Esperanza se queda un momento más. Se quita el delantal de fiesta que se puso para servir la cena. Lo dobla con cuidado.
—Don Alejandro… —dice ella, sin mirarlo.
—Dime, Esperanza.
—¿Se acuerda de ese día? ¿El día que me encontró aquí?
Alejandro mira el rincón exacto. El piso de mármol sigue ahí, brillante, frío. Pero ya no hay fantasmas.
—Me acuerdo todos los días, Esperanza. Fue el día que volví a nacer.
Ella levanta la vista. Sus ojos negros, profundos, ya no tienen miedo. Tienen una sabiduría antigua.
—Yo pensé que me iba a correr. Pensé que mi vida se había acabado. Y mire… —señala hacia la sala, donde está el diploma de María enmarcado provisionalmente—. La vida da muchas vueltas. Dios escribe derecho con renglones torcidos.
—Y a veces usa platos rotos para escribir —completa Alejandro.
Esperanza sonríe.
—Buenas noches, patrón. Gracias por todo.
—Buenas noches, Esperanza. Gracias a ti. Por despertarme.
Esperanza sube a su habitación (ahora tiene una habitación propia en la planta alta, no el cuarto de servicio en el sótano).
Alejandro se queda solo en la cocina.
Abre el refrigerador. Saca una jarra de agua fría. Se sirve un vaso.
Mira la isla central. Hay un plato olvidado ahí. Tiene un pedazo de pastel de la graduación, un poco aplastado.
Alejandro lo mira.
Hace cinco años, hubiera sentido asco. Hubiera llamado a alguien para que lo tirara.
Hoy, toma un tenedor. Corta un pedazo del pastel “sobrante”. Se lo mete a la boca. El betún es dulce, empalagoso, delicioso.
Se come el pastel de pie, en su cocina, disfrutando cada bocado.
Piensa en su empresa. Constructora Norte ha cambiado. Ahora se llama Grupo Salamanca. Sus utilidades han bajado un 15% debido a los costos de los programas sociales, los comedores en obra y los sueldos dignos.
Pero la rotación de personal es cero. Cero. Nadie se va. Los robos de material han desaparecido. La productividad es la más alta del norte del país. Los clientes los buscan no porque sean los más baratos, sino porque saben que ahí se construye bien, sin maldiciones ocultas en los cimientos.
Alejandro piensa en su cuenta bancaria. Tiene menos ceros que antes. Ya no es “billonario” en términos de Forbes. Tal vez solo sea millonario.
Pero luego piensa en la mirada de María al recibir su título. Piensa en el abrazo de oso de Rogelio. Piensa en la risa de Beto.
—Soy el hombre más rico del mundo —susurra Alejandro a la oscuridad.
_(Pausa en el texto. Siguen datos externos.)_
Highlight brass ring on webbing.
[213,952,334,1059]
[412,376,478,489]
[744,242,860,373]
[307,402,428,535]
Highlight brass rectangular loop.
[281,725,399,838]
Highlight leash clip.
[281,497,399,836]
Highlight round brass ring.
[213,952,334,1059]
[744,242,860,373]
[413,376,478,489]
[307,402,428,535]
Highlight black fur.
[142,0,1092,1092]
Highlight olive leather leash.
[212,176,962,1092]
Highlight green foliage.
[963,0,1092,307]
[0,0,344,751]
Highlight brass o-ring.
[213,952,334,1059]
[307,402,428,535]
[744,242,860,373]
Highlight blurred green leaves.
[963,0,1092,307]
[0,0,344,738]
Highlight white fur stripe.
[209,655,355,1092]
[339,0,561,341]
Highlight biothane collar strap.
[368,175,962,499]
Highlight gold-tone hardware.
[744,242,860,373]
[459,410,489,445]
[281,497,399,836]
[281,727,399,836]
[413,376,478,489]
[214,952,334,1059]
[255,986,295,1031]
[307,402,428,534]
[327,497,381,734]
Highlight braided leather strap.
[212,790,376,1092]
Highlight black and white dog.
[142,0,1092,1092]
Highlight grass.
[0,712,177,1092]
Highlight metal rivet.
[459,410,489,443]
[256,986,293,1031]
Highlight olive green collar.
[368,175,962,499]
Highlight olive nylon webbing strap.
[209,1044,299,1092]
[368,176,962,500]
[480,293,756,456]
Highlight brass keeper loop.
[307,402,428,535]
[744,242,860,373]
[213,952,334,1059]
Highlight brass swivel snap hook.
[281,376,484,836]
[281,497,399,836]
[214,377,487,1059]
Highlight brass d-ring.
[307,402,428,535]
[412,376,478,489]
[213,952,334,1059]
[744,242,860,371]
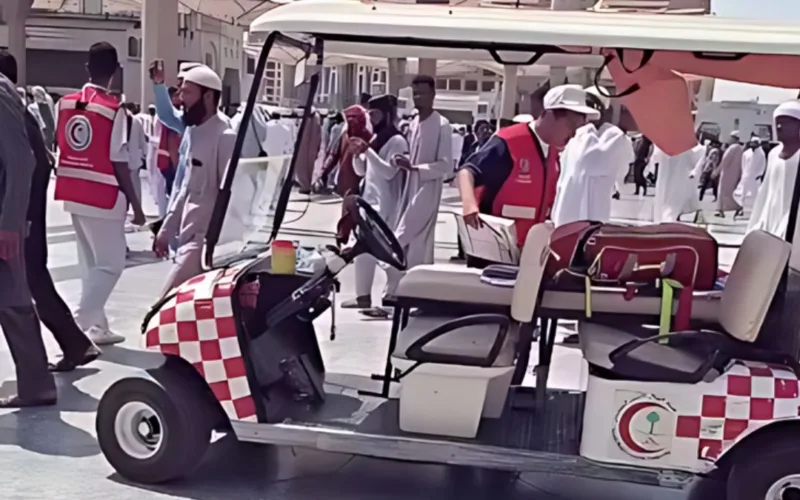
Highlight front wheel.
[96,378,213,484]
[726,439,800,500]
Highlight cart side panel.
[581,360,800,473]
[144,261,257,422]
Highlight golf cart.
[97,0,800,500]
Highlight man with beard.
[360,75,453,318]
[150,59,202,217]
[717,131,744,217]
[342,95,408,309]
[747,101,800,238]
[153,66,236,294]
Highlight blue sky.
[711,0,800,21]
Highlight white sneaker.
[86,326,125,345]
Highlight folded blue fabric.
[481,264,519,280]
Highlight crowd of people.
[0,37,800,407]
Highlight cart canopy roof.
[209,0,800,268]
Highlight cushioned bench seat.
[397,264,722,323]
[578,321,719,381]
[392,316,515,366]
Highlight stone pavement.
[0,181,742,500]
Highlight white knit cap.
[183,65,222,92]
[583,86,611,109]
[178,63,202,78]
[543,85,600,120]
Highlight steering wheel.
[351,196,407,271]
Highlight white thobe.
[386,111,453,295]
[747,145,800,238]
[733,146,767,208]
[553,123,634,226]
[452,131,464,171]
[650,144,705,223]
[353,134,408,297]
[127,116,147,204]
[264,120,294,156]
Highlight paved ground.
[0,178,742,500]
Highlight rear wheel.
[96,378,213,483]
[727,436,800,500]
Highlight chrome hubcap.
[114,401,163,460]
[765,474,800,500]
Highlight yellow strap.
[583,276,592,318]
[658,278,683,344]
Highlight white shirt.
[61,83,128,221]
[126,115,147,170]
[528,122,550,158]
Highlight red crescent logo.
[614,396,675,459]
[65,115,92,152]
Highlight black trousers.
[25,209,92,361]
[700,176,719,201]
[0,306,56,399]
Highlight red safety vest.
[55,86,119,210]
[476,123,561,247]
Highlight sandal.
[47,346,102,373]
[358,307,389,319]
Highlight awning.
[32,0,278,26]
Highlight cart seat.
[397,264,514,307]
[393,314,516,366]
[578,231,791,383]
[392,223,553,438]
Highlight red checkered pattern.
[145,263,257,422]
[675,361,800,462]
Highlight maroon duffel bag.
[545,221,719,290]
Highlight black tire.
[726,436,800,500]
[96,378,213,484]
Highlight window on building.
[128,36,142,59]
[81,0,103,15]
[264,61,283,104]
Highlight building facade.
[0,0,245,106]
[245,0,710,121]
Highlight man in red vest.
[55,42,145,345]
[458,85,599,266]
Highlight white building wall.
[0,12,244,101]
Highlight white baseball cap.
[183,65,222,92]
[178,63,202,78]
[583,86,611,109]
[543,85,600,120]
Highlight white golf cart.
[97,0,800,500]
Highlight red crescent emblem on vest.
[519,158,531,175]
[64,115,92,152]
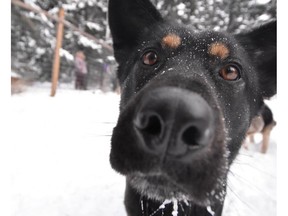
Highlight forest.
[11,0,276,90]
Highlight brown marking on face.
[162,33,181,49]
[208,42,229,59]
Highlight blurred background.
[11,0,276,93]
[9,0,280,216]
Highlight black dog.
[109,0,276,216]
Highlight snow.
[9,83,280,216]
[60,48,74,61]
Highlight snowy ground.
[10,84,278,216]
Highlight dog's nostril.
[182,126,201,146]
[134,113,162,136]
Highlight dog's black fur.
[109,0,276,216]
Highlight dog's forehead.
[158,28,235,59]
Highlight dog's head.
[109,0,276,208]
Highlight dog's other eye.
[142,51,158,66]
[219,64,240,81]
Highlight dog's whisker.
[149,200,174,216]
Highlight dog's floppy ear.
[236,20,277,98]
[109,0,162,62]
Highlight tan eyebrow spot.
[208,42,229,59]
[162,34,181,49]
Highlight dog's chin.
[127,172,211,206]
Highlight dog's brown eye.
[219,64,240,81]
[142,51,158,66]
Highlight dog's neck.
[125,184,223,216]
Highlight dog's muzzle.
[133,87,215,160]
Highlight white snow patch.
[9,83,276,216]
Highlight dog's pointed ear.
[109,0,162,62]
[236,20,277,98]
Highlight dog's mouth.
[110,87,228,207]
[127,172,191,201]
[126,164,226,207]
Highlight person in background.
[74,51,87,90]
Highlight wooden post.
[50,8,64,97]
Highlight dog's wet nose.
[134,87,215,156]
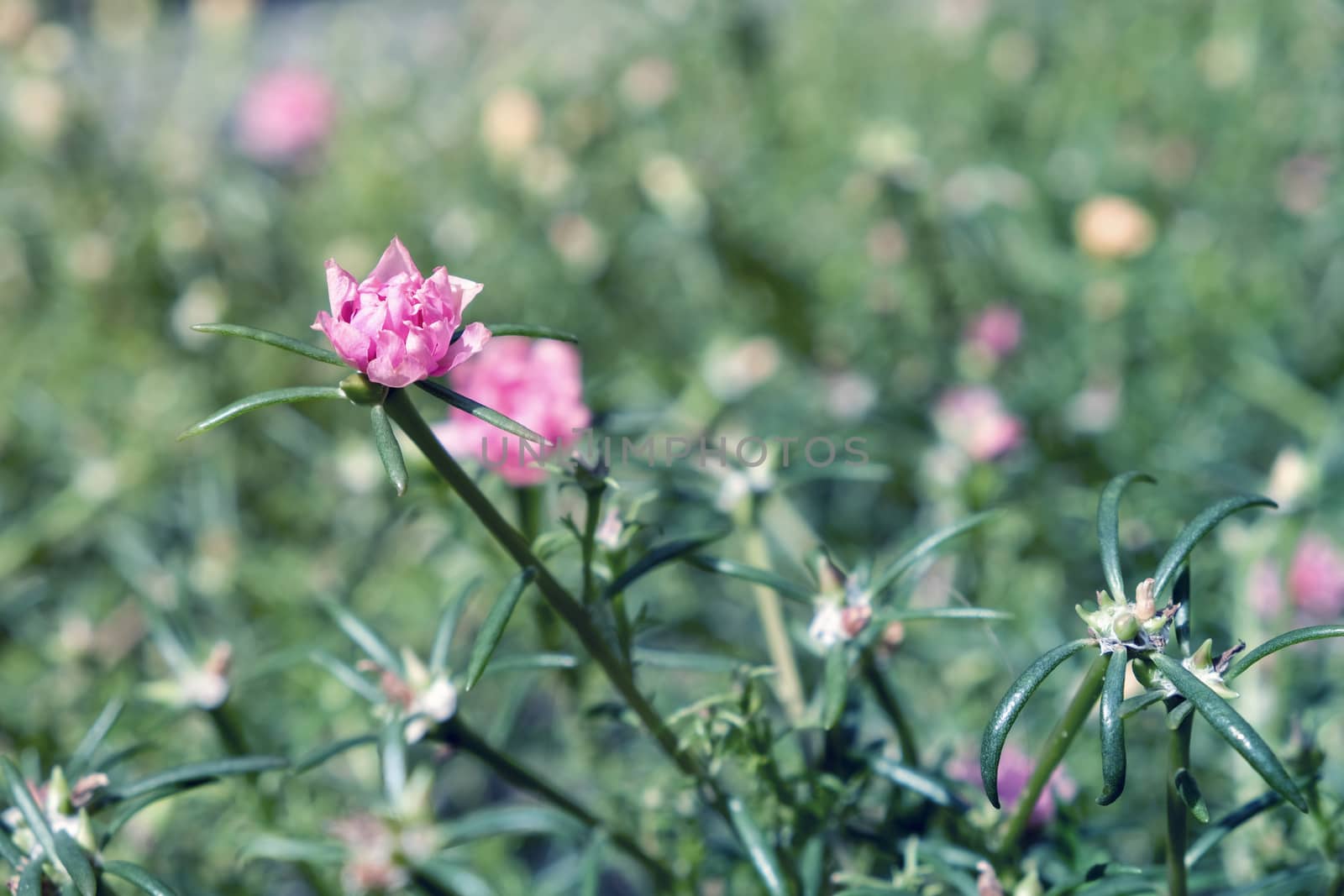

Deja el plato vacío en el fregadero. Apaga la luz.
La casa duerme.
Arriba, en su recámara, Alejandro se acuesta. No necesita pastillas para dormir. Su conciencia es la almohada más suave que existe.
Mañana será otro día. Hay una junta con el consejo de la Fundación. Quieren abrir una escuela técnica para hijos de albañiles. Va a costar una fortuna. Regina diría que es una locura.
Alejandro sonríe en la oscuridad, cerrando los ojos.
“Va a ser la mejor inversión de mi vida”.
Y con ese pensamiento, el hombre que una vez fue pobre teniendo todo el dinero del mundo, se duerme, envuelto en la verdadera y eterna abundancia: la paz de haber hecho lo correcto.